Толстой ответил Дондуковой-Корсаковой, уверяя, что готовящиеся торжества мучительны для него, что постарается избавиться от этого «дурного дела», и отреагировал на слова Бодянского: «Действительно, ничего так вполне не удовлетворило бы меня, и не дало бы мне такой радости, как именно то, чтобы меня посадили в тюрьму… вонючую, холодную, голодную…» Потом написал секретарю комитета по организации юбилея М. А. Стаховичу: «Так вот, моя к вам великая просьба: сделайте, что можете, чтобы уничтожить этот юбилей и освободить меня. Навеки вам буду очень, очень благодарен».[648]
Комитет уступил его просьбе, но успокоить общественность, возбужденную известием о юбилее, было уже невозможно. Газеты опубликовали призыв Толстого отказаться от всяческих манифестаций, но правительство и Церковь бдительности не теряли. Епископ Саратовский Гермоген требовал, чтобы верующие отказались чествовать «окаянного, презирающего Россию, Иуду, удавившего в своем духе все святое, нравственно чистое».
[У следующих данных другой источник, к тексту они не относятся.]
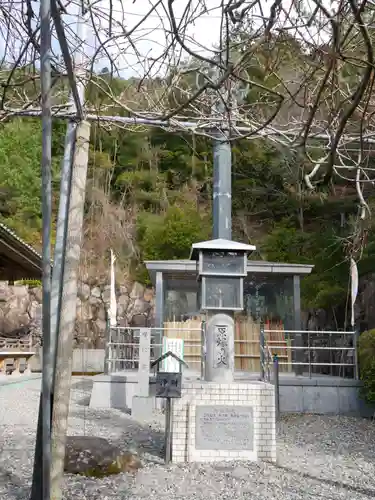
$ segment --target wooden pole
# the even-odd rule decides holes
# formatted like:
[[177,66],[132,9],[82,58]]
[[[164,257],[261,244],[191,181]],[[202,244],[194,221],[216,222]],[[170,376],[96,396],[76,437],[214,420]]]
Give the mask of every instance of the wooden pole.
[[280,379],[279,379],[279,358],[277,354],[273,357],[273,384],[275,389],[275,414],[276,420],[280,417]]
[[77,312],[78,271],[81,253],[83,214],[86,194],[90,124],[77,127],[73,157],[72,189],[67,227],[67,244],[62,287],[60,332],[54,381],[52,414],[51,500],[60,500],[64,474],[66,433],[68,427],[74,329]]
[[172,458],[172,398],[167,398],[165,407],[165,463]]

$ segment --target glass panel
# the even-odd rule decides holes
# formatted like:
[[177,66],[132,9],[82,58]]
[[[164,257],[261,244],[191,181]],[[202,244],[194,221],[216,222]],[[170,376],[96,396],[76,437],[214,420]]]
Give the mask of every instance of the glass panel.
[[169,338],[184,341],[184,360],[189,369],[201,370],[201,316],[198,299],[198,283],[173,280],[166,283],[164,330]]
[[243,253],[210,252],[203,254],[202,272],[207,274],[244,274]]
[[244,282],[246,315],[287,330],[294,329],[293,277],[248,275]]
[[196,291],[166,291],[164,321],[186,321],[198,316],[199,309]]
[[260,320],[267,330],[272,354],[279,356],[281,372],[292,371],[294,343],[293,278],[249,274],[244,280],[244,311],[235,316],[236,369],[259,373]]
[[203,277],[205,308],[237,309],[242,307],[241,278]]

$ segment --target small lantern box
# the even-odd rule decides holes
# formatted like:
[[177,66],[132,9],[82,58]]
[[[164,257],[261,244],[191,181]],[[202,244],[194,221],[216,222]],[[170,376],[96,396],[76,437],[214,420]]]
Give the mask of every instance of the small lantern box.
[[254,245],[224,239],[193,244],[190,258],[197,261],[202,311],[243,309],[247,256],[254,250]]

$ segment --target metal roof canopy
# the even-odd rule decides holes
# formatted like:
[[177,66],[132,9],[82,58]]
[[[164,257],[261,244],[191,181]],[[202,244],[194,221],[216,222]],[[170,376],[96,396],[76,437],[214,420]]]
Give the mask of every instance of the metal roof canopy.
[[216,240],[193,243],[191,246],[190,259],[197,260],[200,251],[250,253],[254,252],[254,250],[256,250],[256,246],[254,245],[246,245],[245,243],[218,238]]
[[0,223],[0,279],[41,279],[42,256]]
[[[197,262],[194,260],[148,260],[145,261],[153,285],[156,282],[156,273],[162,272],[165,280],[193,281],[197,278]],[[248,260],[247,274],[279,274],[279,275],[308,275],[314,266],[306,264],[284,264],[265,260]]]

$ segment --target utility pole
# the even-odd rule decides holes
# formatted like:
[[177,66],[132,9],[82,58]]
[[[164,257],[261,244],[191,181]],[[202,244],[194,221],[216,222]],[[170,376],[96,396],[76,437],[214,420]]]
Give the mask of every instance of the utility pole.
[[32,500],[50,498],[51,464],[51,386],[53,359],[51,352],[51,228],[52,228],[52,116],[51,116],[51,0],[40,2],[40,60],[42,105],[42,285],[43,285],[43,373],[39,400],[37,445],[35,449]]
[[[223,51],[223,59],[229,59],[229,49]],[[220,75],[216,76],[219,80]],[[238,101],[246,95],[247,89],[232,88],[232,82],[226,83],[225,96],[214,105],[214,112],[218,118],[224,114],[233,115]],[[226,101],[224,104],[223,101]],[[233,116],[229,116],[226,124],[233,123]],[[229,140],[229,127],[216,132],[213,140],[213,238],[232,239],[232,146]]]
[[213,141],[213,238],[232,238],[232,150],[225,134]]

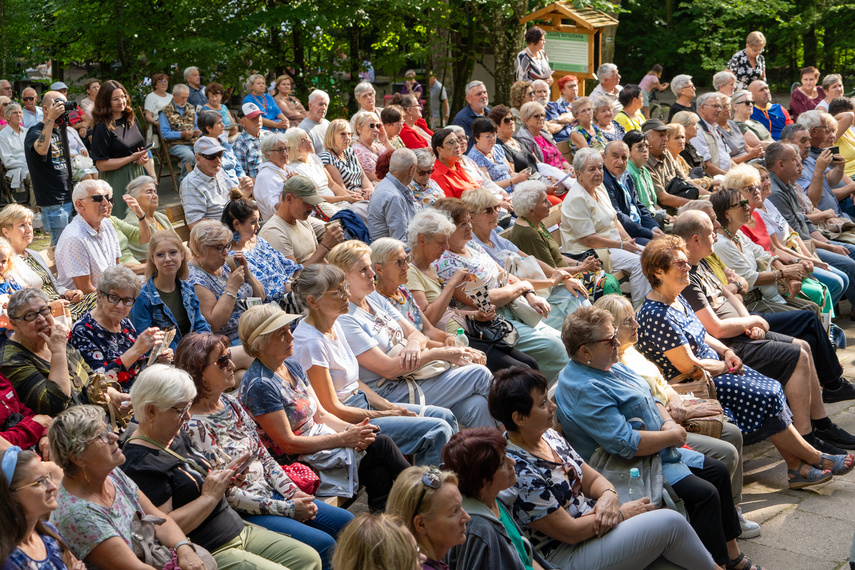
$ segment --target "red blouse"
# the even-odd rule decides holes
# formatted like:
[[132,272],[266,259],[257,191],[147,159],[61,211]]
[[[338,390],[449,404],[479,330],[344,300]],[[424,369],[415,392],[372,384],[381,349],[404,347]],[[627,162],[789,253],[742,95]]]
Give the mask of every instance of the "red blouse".
[[754,217],[754,227],[749,228],[747,225],[742,226],[740,229],[742,233],[747,235],[751,241],[762,247],[768,252],[772,251],[772,238],[769,237],[769,231],[766,229],[766,222],[763,221],[763,218],[760,217],[760,214],[757,210],[751,212],[751,215]]

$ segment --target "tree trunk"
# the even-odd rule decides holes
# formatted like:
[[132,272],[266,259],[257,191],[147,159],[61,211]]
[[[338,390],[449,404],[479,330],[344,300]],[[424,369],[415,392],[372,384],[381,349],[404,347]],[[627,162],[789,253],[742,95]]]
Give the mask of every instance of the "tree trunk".
[[[459,7],[459,2],[455,2]],[[475,68],[474,45],[475,45],[475,19],[470,10],[469,3],[466,3],[465,20],[460,26],[460,30],[452,33],[451,37],[454,40],[451,44],[451,60],[454,62],[452,67],[452,77],[454,78],[454,96],[451,98],[452,115],[456,110],[460,110],[466,104],[466,84],[469,78],[472,77],[472,70]]]
[[294,90],[302,93],[301,89],[306,89],[305,77],[303,69],[306,66],[306,49],[303,45],[303,26],[299,22],[294,22],[294,27],[291,29],[291,41],[294,44]]
[[359,83],[359,72],[362,70],[362,58],[360,57],[361,50],[359,49],[359,24],[353,23],[350,26],[350,85],[347,89],[347,114],[353,115],[359,109],[359,103],[352,96],[356,84]]
[[495,93],[490,93],[490,103],[493,105],[510,104],[514,60],[525,47],[525,26],[520,25],[519,20],[528,12],[528,2],[513,0],[504,6],[507,7],[512,9],[508,17],[505,16],[502,5],[494,4],[481,18],[495,58]]
[[804,42],[804,65],[816,65],[817,63],[817,38],[816,27],[811,24],[802,34]]
[[[445,4],[448,4],[448,0],[443,0]],[[432,17],[435,18],[436,13],[431,14]],[[431,21],[438,21],[438,19],[432,19]],[[446,21],[446,20],[443,20]],[[429,71],[433,71],[434,75],[436,75],[437,81],[439,81],[442,86],[445,88],[445,92],[449,97],[453,97],[454,95],[454,71],[452,69],[452,58],[450,55],[450,36],[449,30],[447,27],[442,26],[436,29],[436,33],[430,36],[430,62],[429,62]],[[430,87],[425,84],[425,90],[428,93],[425,93],[426,98],[428,99],[428,105],[430,105]],[[449,99],[448,104],[451,105],[451,99]],[[440,121],[442,120],[442,108],[440,108]]]
[[[621,5],[621,0],[609,0],[615,6]],[[609,13],[609,16],[613,16],[615,18],[618,17],[616,13]],[[617,26],[612,26],[610,28],[606,28],[603,30],[603,33],[600,34],[600,38],[602,43],[600,44],[600,54],[602,54],[602,63],[612,63],[615,60],[615,36],[617,35]],[[597,65],[597,62],[594,61],[594,65]],[[597,70],[593,69],[593,73],[596,73]],[[593,88],[592,88],[593,89]]]

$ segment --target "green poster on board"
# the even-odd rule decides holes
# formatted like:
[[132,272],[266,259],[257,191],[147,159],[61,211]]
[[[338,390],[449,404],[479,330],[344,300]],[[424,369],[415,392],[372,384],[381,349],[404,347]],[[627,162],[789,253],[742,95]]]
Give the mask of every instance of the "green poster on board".
[[588,69],[588,36],[546,32],[546,56],[553,71],[591,73]]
Между тем здоровье «Иуды» опять ухудшилось – снова обмороки, потеря памяти, в июле обострился тромбофлебит. Врачи заставили Толстого лежать, обложив ногу льдом. День рождения приближался, а он с каждым днем все больше думал о смерти. И диктовал дочери для дневника:
«Тяжело, больно. Последние дни неперестающий жар, и плохо, с трудом переношу. Должно быть, умираю. Да, тяжело жить в тех нелепых, роскошных условиях, в которых мне привелось прожить жизнь, и еще тяжелее умирать в этих условиях: суеты, медицины, мнимого облегчения, исцеления, тогда как ни того, ни другого не может быть, да и не нужно, а может быть только ухудшение духовного состояния».[649]
Уточнял последнюю свою волю: права на книги отдать всем, обойтись без заупокойной службы, гроб выбрать деревянный, самый простой, и похоронить на краю оврага у Старого Заказа, где зарыта «зеленая палочка».
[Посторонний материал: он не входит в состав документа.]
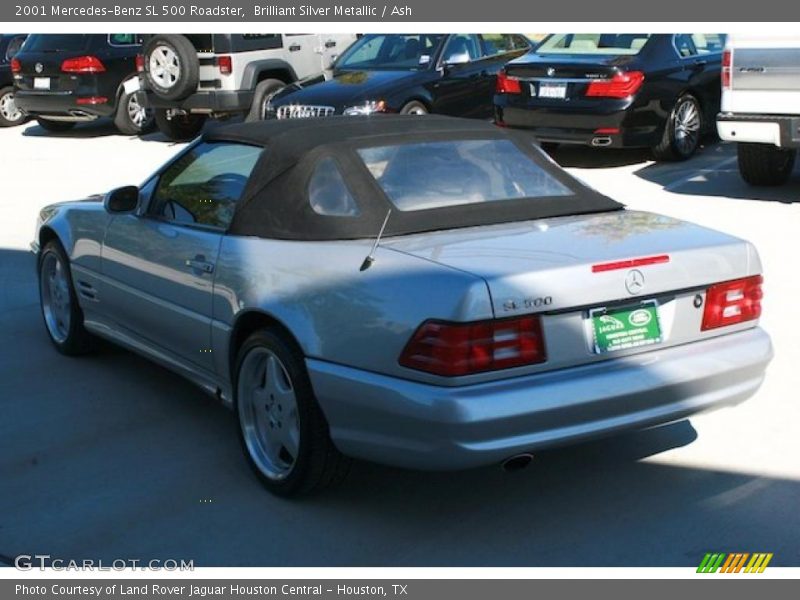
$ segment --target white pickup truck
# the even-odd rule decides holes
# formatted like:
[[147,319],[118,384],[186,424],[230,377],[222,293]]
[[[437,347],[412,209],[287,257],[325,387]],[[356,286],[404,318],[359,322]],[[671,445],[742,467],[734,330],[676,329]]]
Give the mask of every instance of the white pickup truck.
[[747,183],[786,183],[800,148],[800,36],[728,37],[717,130],[738,143]]

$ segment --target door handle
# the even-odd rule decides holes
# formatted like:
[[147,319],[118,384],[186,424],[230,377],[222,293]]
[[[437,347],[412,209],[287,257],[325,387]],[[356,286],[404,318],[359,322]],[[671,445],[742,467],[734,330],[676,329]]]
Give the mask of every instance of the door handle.
[[336,47],[336,42],[333,41],[333,40],[328,40],[327,42],[325,42],[325,47],[326,48],[335,48]]
[[201,273],[213,273],[214,265],[206,260],[202,254],[198,254],[194,258],[186,259],[186,266],[193,271],[200,271]]
[[289,52],[297,52],[301,48],[302,46],[300,44],[292,44],[291,46],[289,46]]
[[703,67],[705,67],[707,64],[708,64],[708,61],[707,61],[707,60],[696,60],[696,61],[694,62],[694,68],[695,68],[695,69],[702,69],[702,68],[703,68]]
Через четыре дня температура упала, Толстой понял, что в очередной раз спасен. Был ли он счастлив? Говорил, что «нет», что жизнь для него стала трудна, потерял вкус к работе. Но с семнадцатого августа в записных книжках появляются наброски романа, в котором молодой священник, начитавшийся Толстого, вдруг открывает для себя проблемы, стоящие перед человечеством.
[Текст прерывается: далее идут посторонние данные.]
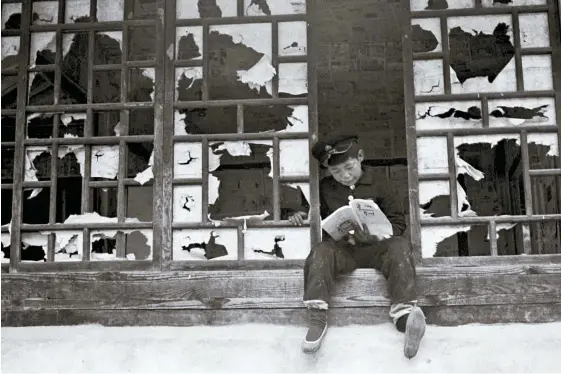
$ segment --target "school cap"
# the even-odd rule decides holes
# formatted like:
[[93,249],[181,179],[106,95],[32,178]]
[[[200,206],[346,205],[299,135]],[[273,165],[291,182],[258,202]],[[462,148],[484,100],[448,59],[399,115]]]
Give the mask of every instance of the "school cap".
[[347,152],[357,141],[358,136],[355,134],[339,133],[327,135],[312,146],[312,156],[322,166],[327,166],[329,159],[333,155]]

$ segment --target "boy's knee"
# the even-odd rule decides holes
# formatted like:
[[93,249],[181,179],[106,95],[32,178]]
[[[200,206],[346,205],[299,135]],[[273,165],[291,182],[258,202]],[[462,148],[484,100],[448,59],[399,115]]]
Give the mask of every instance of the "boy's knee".
[[388,240],[388,256],[392,259],[411,257],[411,243],[406,238],[395,236]]
[[330,259],[335,256],[336,252],[337,247],[332,243],[320,242],[312,248],[310,255],[306,258],[306,264]]

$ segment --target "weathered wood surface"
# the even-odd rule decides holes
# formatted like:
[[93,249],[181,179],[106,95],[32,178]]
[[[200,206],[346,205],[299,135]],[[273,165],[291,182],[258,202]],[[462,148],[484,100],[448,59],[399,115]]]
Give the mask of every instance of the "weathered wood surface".
[[[561,320],[561,303],[526,305],[469,305],[460,307],[425,307],[427,322],[456,326],[467,323],[545,323]],[[274,323],[305,326],[305,309],[208,309],[208,310],[127,310],[50,309],[2,310],[2,326],[79,325],[104,326],[196,326],[244,323]],[[335,308],[330,324],[372,325],[389,323],[386,307]]]
[[[542,314],[536,314],[536,321],[540,320],[540,316],[549,320],[558,315],[558,320],[561,320],[561,311],[557,314],[555,309],[548,312],[549,306],[559,308],[561,303],[561,266],[558,265],[421,267],[417,274],[419,304],[434,313],[434,323],[452,323],[454,319],[463,321],[470,318],[472,322],[508,322],[511,318],[508,313],[505,316],[498,314],[504,313],[504,310],[512,310],[509,312],[512,318],[524,310],[534,311],[532,313],[535,314],[536,305],[548,306]],[[224,317],[227,320],[237,321],[239,318],[234,316],[245,312],[248,315],[263,313],[271,318],[287,319],[287,311],[305,312],[301,301],[302,289],[302,271],[298,269],[3,274],[2,320],[6,321],[6,325],[21,325],[26,316],[31,316],[25,323],[40,321],[41,324],[51,324],[60,316],[69,315],[76,320],[92,318],[88,323],[95,322],[95,318],[99,317],[100,323],[105,323],[102,322],[104,313],[121,315],[121,311],[126,313],[119,318],[126,319],[127,313],[130,313],[128,318],[131,321],[142,320],[143,324],[159,321],[158,318],[168,314],[176,323],[182,323],[184,318],[191,318],[189,323],[197,320],[206,323],[204,321],[212,320],[212,316],[226,315],[229,316]],[[336,314],[353,311],[353,315],[355,311],[369,311],[379,313],[372,318],[382,322],[387,320],[389,304],[385,279],[379,272],[369,269],[360,269],[341,277],[332,301]],[[488,314],[479,312],[478,307]],[[49,311],[54,314],[49,314]],[[162,313],[162,317],[156,317],[158,313]],[[455,317],[454,313],[469,313],[471,317]],[[192,317],[181,317],[183,314]],[[39,315],[46,320],[37,319]],[[63,323],[65,319],[60,318],[60,323]],[[355,320],[355,317],[349,318]],[[515,319],[518,321],[520,318]],[[367,318],[362,320],[367,321]]]

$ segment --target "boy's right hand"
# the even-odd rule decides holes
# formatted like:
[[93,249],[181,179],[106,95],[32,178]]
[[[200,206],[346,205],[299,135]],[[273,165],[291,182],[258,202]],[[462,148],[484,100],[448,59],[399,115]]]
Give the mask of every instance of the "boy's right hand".
[[288,217],[288,221],[292,223],[294,226],[302,226],[306,218],[308,218],[308,213],[297,212],[294,213],[292,216]]

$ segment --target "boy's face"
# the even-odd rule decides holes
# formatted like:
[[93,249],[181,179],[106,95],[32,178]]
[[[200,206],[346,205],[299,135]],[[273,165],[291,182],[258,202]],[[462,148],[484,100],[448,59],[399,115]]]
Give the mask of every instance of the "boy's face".
[[358,152],[357,158],[351,157],[340,164],[329,165],[327,169],[337,182],[344,186],[352,186],[362,176],[363,159],[364,152],[361,149]]

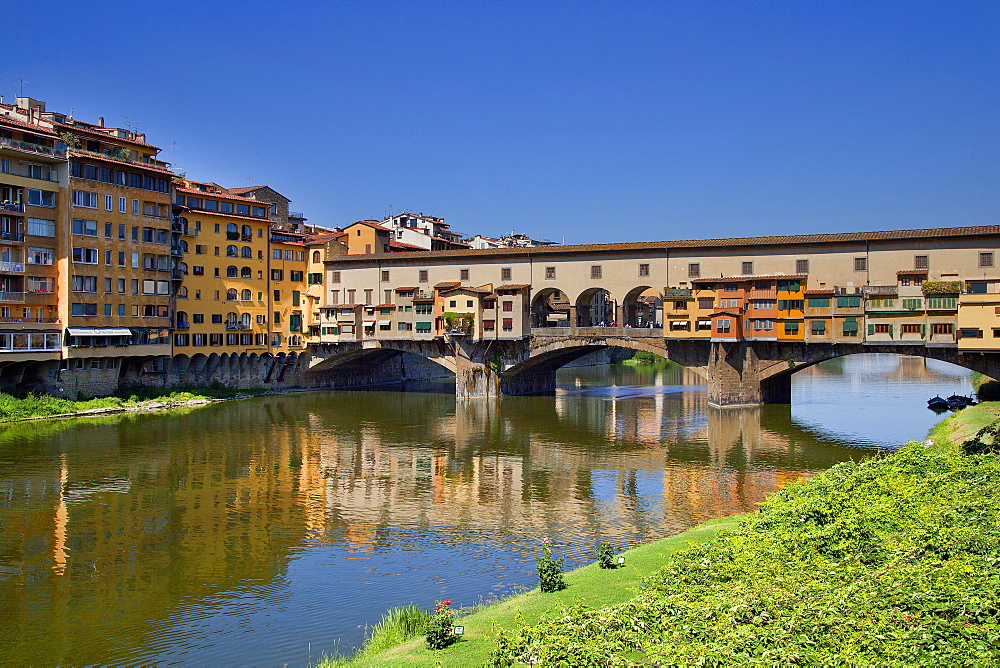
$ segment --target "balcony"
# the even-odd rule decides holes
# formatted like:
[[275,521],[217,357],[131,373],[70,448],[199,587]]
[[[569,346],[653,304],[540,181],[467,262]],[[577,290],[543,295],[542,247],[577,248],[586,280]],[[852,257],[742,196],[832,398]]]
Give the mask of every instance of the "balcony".
[[246,324],[246,323],[242,323],[242,322],[227,322],[226,323],[226,331],[227,332],[230,332],[230,331],[247,332],[247,331],[250,331],[250,325]]
[[24,241],[24,232],[0,232],[0,241]]
[[179,322],[176,325],[176,329],[190,329],[190,328],[191,328],[191,323],[188,322]]
[[42,146],[41,144],[33,144],[31,142],[18,141],[16,139],[7,139],[6,137],[0,137],[0,146],[12,148],[17,151],[36,153],[38,155],[48,155],[53,158],[66,157],[66,149],[64,148],[52,148],[51,146]]
[[24,213],[24,204],[22,202],[0,202],[0,211]]
[[170,254],[173,255],[174,257],[181,257],[182,255],[184,255],[184,251],[181,249],[180,246],[171,246]]
[[13,323],[32,323],[32,324],[44,324],[53,325],[60,322],[59,318],[0,318],[0,323],[13,324]]
[[7,290],[0,290],[0,302],[23,302],[24,293],[23,292],[10,292]]
[[690,297],[692,292],[691,288],[667,288],[663,291],[663,298],[669,299],[671,297]]
[[0,271],[6,274],[23,274],[23,262],[0,262]]
[[895,285],[865,285],[861,291],[866,295],[896,295],[899,288]]

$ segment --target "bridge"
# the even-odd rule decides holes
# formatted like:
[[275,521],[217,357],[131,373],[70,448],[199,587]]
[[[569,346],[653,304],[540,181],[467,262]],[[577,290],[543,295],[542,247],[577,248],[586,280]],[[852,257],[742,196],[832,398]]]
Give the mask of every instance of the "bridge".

Настало двадцать восьмое августа. И хотя праздник должен был ограничиться семейным кругом, с утра потянулись поздравлявшие, звонок отрывал от работы писателя, сидевшего в своем кабинете. Почта не справлялась с письмами, телеграммами, посылками со всего света. В полдень Толстой, сидевший в кресле-каталке, получал поздравления близких: был одет в белую рубашку, расчесанная борода лежала на груди, из-за слишком коротко подстриженных волос огромными казались уши. Присутствовали все дети, кроме Льва, бывшего в то время в Швейцарии. Софья Андреевна чрезвычайно взволнованная, бледная, как всегда спину держала прямо и бегала туда-сюда, наблюдая за последними приготовлениями. Голова у нее слегка кружилась, она обводила присутствующих своими близорукими глазами.